Reviews

Lone Star Love

Jay O. Sanders in Lone Star Love(Photo © Joan Marcus)
Jay O. Sanders in Lone Star Love
(Photo © Joan Marcus)

Oh, how faces light up when people enter the John Houseman Theater and see a generous spread of chow. The vittles are for the audience of Lone Star Love, and the cast graciously serves its patrons. Cornbread, potato salad, carrots, little hot dogs, cookies, and lemonade make up the offering. It’s a smart move: The musical’s producers need all the good will they can get before their disappointing country western spoof of Shakespeare’s The Merry Wives of Windsor begins.

Why anyone would want to do a parody musical of this particular play is hard to fathom. Shakespeare, legend has it, wrote the original work to please Queen Elizabeth I, who so enjoyed the character of Falstaff in Henry IV, Part I that she asked to see a play in which her favorite comic figure fell in love. It’s theorized that the play was written very quickly to meet a special performance deadline; among Shakespeare’s works, this is a lesser comedy. And now it’s one of our lesser musicals — largely a victim of Shakespeare’s ponderous plot, which should have been more freely adapted by John L. Haber. The show futher suffers from Jack Herrick’s too often lifeless lyrics.

It’s a shame that Lone Star Love is crippled by these two flaws because this production is a lot of fun in so many other ways. If Herrick’s lyrics are a bore, his music is lively and engaging. Randy Skinner’s choreography, while hardly groundbreaking, is commendable for its good-natured energy. But what really carries the show is its exceptional cast; from the small supporting parts to the leads, this musical gets great mileage out of its performers. There are times you will think they’re in a production of Rumplestiltskin because, in front of your eyes, they almost turn straw into gold.
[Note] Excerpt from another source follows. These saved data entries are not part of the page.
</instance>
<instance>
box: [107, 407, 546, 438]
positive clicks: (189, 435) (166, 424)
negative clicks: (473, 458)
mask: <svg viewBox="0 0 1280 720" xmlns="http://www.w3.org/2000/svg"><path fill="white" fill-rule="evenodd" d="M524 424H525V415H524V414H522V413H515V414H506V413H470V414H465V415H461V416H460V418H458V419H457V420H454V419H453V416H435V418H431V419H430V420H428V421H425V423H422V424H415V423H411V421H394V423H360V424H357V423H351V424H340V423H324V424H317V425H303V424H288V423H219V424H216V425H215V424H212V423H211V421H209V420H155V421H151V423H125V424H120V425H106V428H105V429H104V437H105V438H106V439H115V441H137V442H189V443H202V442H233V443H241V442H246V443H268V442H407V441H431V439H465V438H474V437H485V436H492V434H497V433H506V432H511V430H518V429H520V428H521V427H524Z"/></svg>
Haber begins his version of Shakespeare’s tale at the end of the Civil War. Sergeant John Falstaff (Jay O. Sanders) is a drunken and cowardly member of the Confederate Army. He avoids a final battle in the Carolinas before accidentally killing his superior officer. Donning the dead man’s cloak and hat, thereby becoming Colonel Falstaff, he flees to Texas with his three pals, Bardolph, Pistol, and Nym (otherwise known as The Red Clay Ramblers: Clay Buckner, Chris Frank, and the show’s composer, Jack Herrick). After accidentally saving a ranch from a stampede, he is taken in by the cattlemen of Windsor, Texas, and he immediately begins to woo the wives of the town’s two most prosperous ranchers. The plot follows Shakespeare’s own quite faithfully, although we do not recall a yodeling cowboy in his play.

The supposed comedy comes in the form of the two wives making sport with Falstaff, putting him through all sorts of humiliations. Meanwhile, one of the husbands falls into a jealous rage, thinking that his wife is actually having an affair with Falstaff. How funny is this? Well, Hamlet is funnier. Das Barbecü, a country-western musical spoof that set the Ring Cycle in Texas, is far superior. And even last season’s Johnny Guitar, with its deliciously over-the-top characters, had more going for it than Lone Star Love does.

Be that as it may, Sanders — in a fat suit — is delightful as Falstaff. The more he plays the character with a modern twist, the more winning he is. For instance, at the end of the first act, after he’s dumped into a creek from a wash basket, he emerges muttering: “The union said no water! I’m not doing the second act!” Then he storms off the stage, followed by laughter. Sanders moves with fluid dexterity in the fat suit, and he sings with power and syncopated lust in one of the character’s better songs, “Cold Cash.”

Clarke Thorell and Julie Tolivar in Lone Star Love(Photo © Joan Marcus)
Clarke Thorell and Julie Tolivar in Lone Star Love
(Photo © Joan Marcus)

Beth Leavel as Aggie Ford, the wife with whom Falstaff is supposed to be having trysts, is sensational as both a comedian and a singer; her thoroughly committed performance of a terrible power ballad titled “Texas Wind” is a testament to her talent. Gary Sandy as her wildly jealous husband, Frank Ford, delivers some clunkers with an impressive sense of fury. The Red Clay Ramblers get the best song in the show, “Hard Times.” (If only the rest of the score had such artful lyrics!) Brandon Williams is endearing as the nerdy Abraham Slender, while Drew McVety is hilarious as the French Doctor Caius. And though Clarke Thorell does not impress as a yodeling cowboy, his dry self-introduction gets four big laughs — which you’ll appreciate because, in this show, the laughs are few and far between.

The pliable, playful set is by Derek McLane and the amusing, rough-and-tumble costumes are by Jane Greenwood. There are more than 20 players — including six musicians — in this large and expansive musical directed by Michael Bogdanov. But, unfortunately, the plot is what it is.